Location: Science Gallery, Trinity College Dublin on Pearse Street in The Naughton Institute.
Presenters: NIGHT VISION: Andrew Fogarty [IE] (Boys of Summer, Weil Rats) and Gavin Prior [IE] (United Bible Studies, Deserted Village label) both graduated from the University of Limerick Masters in Music Technology course in different years. Since then they’ve both gone on to explore more primitive home-made electronic music-making. Gavin first heard Andy play solo as Bullets in 2003 at the end of a marathon swansong concert for Dublin’s Blackfort Gallery. There was very little happening noise-wise in Dublin then so it was something of a revelation.
In autumn 2004 they formed Toymonger when Andy was asked to open for Zillah and Black Sun. Since then they’ve played Dublin’s Rock and Roll Motherfucker festival and both Guantanamo Noise Festivals in Limerick. They’ve toured Ireland with Chris Corsano and Talibam! as well as surviving a UK/Ireland tour with Birds of Delay. Dublin percussionist David Lacey also played in Toymonger for a while but recordings from the trio era have yet to surface. The Nightvision was recorded entirely live in mono in one afternoon and is similar to a Toymonger gig in that it was entirely improvised. The ‘monger play amplified sheetso’steel, harmonic guitars, drum machines, circuit bent cheap keyboards; the usual detritus. In any case the equipment is constantly breaking down and is never fetishised – The atmospheres created are always more important than mere experimental tinkering. “The Nightvision” proffers up four anxiety-ridden, dread-fueled creepers of scraping metal, white noise, and dripping feedback; the amplified creaking of attics, basements, vacant warehouses, and every other haunt that harbors ghosts and phantom monsters
Dave Young aka HendersonSix [IE]
Dave Young is a new media artist currently based in Dublin, often working with electronics, sound and architectural ideas in order to create generative and interactive events. He is currently in his final year of study at The National College of Art and Design, Dublin, and has completed writing a thesis titled Generative Systems: Authorship, Obsolescence and Production in Brian Eno’s 77 Million Paintings. He is a member of the Dodo Collective, an international arts group dedicated to exploring the relationship between media and obsolescence, exhibiting with them at the Darklight Film Festival; the inaugural Jabberwocky 1 art/poetry event; and at ExchangeDublin. He has also partaken in Darkroom: an exhibition of young new media artists in Dublin, and the Breizh Entropy Congress – an exhibition of open source media in Rennes, France.

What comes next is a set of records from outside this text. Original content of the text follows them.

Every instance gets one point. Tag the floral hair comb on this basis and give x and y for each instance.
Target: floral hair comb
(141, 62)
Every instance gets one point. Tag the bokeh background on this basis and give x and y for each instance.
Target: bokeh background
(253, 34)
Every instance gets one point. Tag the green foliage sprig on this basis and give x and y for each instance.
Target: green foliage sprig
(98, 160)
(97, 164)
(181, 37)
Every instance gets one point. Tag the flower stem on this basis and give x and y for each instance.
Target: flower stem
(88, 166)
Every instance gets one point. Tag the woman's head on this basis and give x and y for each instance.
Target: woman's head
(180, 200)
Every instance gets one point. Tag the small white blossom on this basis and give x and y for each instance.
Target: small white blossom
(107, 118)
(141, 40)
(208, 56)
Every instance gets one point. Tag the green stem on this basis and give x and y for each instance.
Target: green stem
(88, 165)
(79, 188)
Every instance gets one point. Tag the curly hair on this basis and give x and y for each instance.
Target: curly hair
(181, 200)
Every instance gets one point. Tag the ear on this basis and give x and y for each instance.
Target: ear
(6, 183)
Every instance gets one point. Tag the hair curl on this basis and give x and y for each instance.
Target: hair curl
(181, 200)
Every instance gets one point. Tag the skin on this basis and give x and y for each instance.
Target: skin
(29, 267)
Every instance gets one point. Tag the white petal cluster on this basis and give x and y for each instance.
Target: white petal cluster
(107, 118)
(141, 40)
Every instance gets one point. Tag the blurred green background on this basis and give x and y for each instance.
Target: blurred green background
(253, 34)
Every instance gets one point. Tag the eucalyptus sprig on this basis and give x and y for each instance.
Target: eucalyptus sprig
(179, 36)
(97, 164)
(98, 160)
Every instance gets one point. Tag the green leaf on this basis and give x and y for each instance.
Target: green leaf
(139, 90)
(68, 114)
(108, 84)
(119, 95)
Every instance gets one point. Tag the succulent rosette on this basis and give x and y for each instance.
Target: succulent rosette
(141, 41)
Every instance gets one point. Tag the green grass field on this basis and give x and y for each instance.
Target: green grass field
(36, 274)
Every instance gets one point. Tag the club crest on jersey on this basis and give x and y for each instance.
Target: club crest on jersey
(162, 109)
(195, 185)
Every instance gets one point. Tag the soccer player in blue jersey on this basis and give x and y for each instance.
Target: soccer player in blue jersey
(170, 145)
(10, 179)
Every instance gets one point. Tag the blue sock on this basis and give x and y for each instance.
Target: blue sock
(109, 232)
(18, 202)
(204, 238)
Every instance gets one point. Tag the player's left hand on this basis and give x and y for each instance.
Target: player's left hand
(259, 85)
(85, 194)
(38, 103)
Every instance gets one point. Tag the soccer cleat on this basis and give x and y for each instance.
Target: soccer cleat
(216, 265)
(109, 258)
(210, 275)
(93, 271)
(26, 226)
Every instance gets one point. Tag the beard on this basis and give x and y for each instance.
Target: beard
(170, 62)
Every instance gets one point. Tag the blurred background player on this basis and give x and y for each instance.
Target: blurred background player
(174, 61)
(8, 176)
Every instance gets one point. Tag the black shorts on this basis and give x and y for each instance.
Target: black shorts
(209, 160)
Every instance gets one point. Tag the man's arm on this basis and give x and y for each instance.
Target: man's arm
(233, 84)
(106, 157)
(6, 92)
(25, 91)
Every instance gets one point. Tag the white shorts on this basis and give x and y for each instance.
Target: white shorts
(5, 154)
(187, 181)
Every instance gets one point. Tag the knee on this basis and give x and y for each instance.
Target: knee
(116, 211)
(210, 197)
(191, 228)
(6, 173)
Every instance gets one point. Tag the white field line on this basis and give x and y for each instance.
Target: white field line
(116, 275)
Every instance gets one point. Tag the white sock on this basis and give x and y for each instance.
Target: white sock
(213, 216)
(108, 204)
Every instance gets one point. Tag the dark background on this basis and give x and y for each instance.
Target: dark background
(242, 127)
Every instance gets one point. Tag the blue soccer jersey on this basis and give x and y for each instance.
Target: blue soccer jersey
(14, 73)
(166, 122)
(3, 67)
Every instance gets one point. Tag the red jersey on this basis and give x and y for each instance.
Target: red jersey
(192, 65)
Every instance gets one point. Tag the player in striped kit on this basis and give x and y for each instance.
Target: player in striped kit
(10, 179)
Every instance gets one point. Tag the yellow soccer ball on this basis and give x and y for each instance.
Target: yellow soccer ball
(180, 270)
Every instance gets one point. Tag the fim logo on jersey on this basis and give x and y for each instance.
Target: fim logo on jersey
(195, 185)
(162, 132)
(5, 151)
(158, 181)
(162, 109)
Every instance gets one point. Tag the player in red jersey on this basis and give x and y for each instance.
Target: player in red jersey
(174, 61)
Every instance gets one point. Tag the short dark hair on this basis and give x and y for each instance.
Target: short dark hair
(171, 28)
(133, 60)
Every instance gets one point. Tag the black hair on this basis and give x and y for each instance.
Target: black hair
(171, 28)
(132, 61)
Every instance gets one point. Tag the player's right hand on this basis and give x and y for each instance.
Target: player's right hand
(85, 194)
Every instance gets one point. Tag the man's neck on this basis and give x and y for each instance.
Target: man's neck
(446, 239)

About Radius Music: Radius Music combines ideas of cartography and graphic scores as a means to produce sound, and interrogates the role of the body-in-space in the performance of electronic music. The device itself is an autonomous revolving machine that reads a distance value in real-time between itself and another object. As the machine slowly rotates and scans the room, it takes this radial distance and outputs it as a relative sonic frequency and a corresponding visual score.
TRAFFIC: Rachel O’Dwyer and Roberto Pugliese [IE/IT] By coming to Science Gallery you are participating in and contributing to an ever-changing soundscape. Sensors positioned inside and outside the gallery monitor your movement through the physical space, while software monitors the virtual presence of activity on the gallery’s network, turning these parameters into sound. As the motion of people, objects and information in the space ebbs and flows, so the soundscape reacts, channelling your movement back into the space. You’ll also be able to see where the two layers of traffic, the visible and the invisible, show parallel patterns of activity, self-organisation and emerging behaviours.
L.S.D: Light to Sound Device. Benjamin Gaulon & Patrick Cashin [FR/IE]
Research and recent innovations have led to an amazing increase of types and uses of visual displays and screens; indeed, in our predominantly visual culture, they are everywhere. A typical person carries at least one device with a screen, is presented with them in public places, uses them at work and in many leisure activities. They are so ingrained in our everyday acts and habits that we don’t even notice them anymore. L.S.D invites its users to engage in a new perception of their daily environment. In ecology this class of relationship is called commensalism. L.S.D feeds on light via two LDR (light depending resistor) mounted on a suction cup, allowing the sensors to be mounted on any screen surface. An analogue synthesizer converts the light input to sound waves. This device can be used in many different configurations and feeds from any light sources. Even if L.S.D can be controlled by any light source, its design is aimed at screen reading/listening.